Applying these examples to the mozzie emoji, we predict it may aid citizen science – for example, if the community can signal how bad nuisance-biting mosquitoes are in their area. Perhaps this mobile surveillance network could help pick up the introduction of exotic mosquitoes such as the Asian Tiger Mosquito, a species often first detected because of reports by the community. Measuring a rise in mozzie emoji use may identify regions under attack by mosquitoes.
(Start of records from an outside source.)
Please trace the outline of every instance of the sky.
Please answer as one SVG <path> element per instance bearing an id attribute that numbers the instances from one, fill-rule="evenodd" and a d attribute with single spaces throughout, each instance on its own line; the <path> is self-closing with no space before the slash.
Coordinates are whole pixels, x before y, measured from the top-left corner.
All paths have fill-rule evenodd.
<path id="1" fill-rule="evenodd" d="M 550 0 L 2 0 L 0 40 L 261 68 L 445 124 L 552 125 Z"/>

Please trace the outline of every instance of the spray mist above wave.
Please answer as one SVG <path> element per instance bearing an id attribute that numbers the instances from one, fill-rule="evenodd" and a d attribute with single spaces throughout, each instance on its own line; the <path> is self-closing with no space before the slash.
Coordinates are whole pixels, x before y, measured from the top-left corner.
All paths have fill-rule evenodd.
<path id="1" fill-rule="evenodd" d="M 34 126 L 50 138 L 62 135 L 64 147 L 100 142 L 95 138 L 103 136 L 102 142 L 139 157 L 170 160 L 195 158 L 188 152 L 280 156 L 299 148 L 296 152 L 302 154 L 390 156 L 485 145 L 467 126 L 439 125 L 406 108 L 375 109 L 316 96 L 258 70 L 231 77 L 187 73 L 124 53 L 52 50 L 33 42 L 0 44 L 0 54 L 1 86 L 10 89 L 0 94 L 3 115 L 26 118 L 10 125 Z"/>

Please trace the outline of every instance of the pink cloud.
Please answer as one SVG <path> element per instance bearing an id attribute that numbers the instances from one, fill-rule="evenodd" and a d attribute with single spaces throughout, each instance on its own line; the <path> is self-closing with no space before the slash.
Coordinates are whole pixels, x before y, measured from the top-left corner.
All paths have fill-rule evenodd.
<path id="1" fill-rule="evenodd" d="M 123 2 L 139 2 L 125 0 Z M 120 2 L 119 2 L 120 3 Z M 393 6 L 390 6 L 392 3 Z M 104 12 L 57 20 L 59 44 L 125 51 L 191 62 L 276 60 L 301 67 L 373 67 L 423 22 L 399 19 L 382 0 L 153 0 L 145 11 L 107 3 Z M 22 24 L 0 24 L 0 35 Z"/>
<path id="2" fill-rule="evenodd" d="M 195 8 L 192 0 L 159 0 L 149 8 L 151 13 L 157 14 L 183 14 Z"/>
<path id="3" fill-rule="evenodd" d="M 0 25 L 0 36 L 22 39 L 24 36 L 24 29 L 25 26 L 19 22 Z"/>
Read more: New mosquito threats shift risks from our swamps to our suburbs
Big corporations have already identified the usefulness of emoji, and fork out serious cash for hashtag-customized emoji. If branded emoji work for commercial enterprises, why not for public health and why not a mosquito? A simple image may provide a critical reminder to put on insect repellent, sleep under a bed net or get appropriately vaccinated for mosquito-borne diseases such as Japanese encephalitis or Yellow Fever.
It is increasingly difficult to escape our social media streams, and emoji use shows no sign of waning. Health authorities should embrace these tiny visual prompts to better engage the community with key health messages.
The mozzie emoji may pave the way for more medically important arthropods: perhaps the tick, flea, lice and bed bug emoji will be on their way soon. Perhaps even viruses and bacteria.
From the middle of 2018, we look forward to watching the creative ways researchers, health workers and the general public incorporate the mosquito emoji into their communications.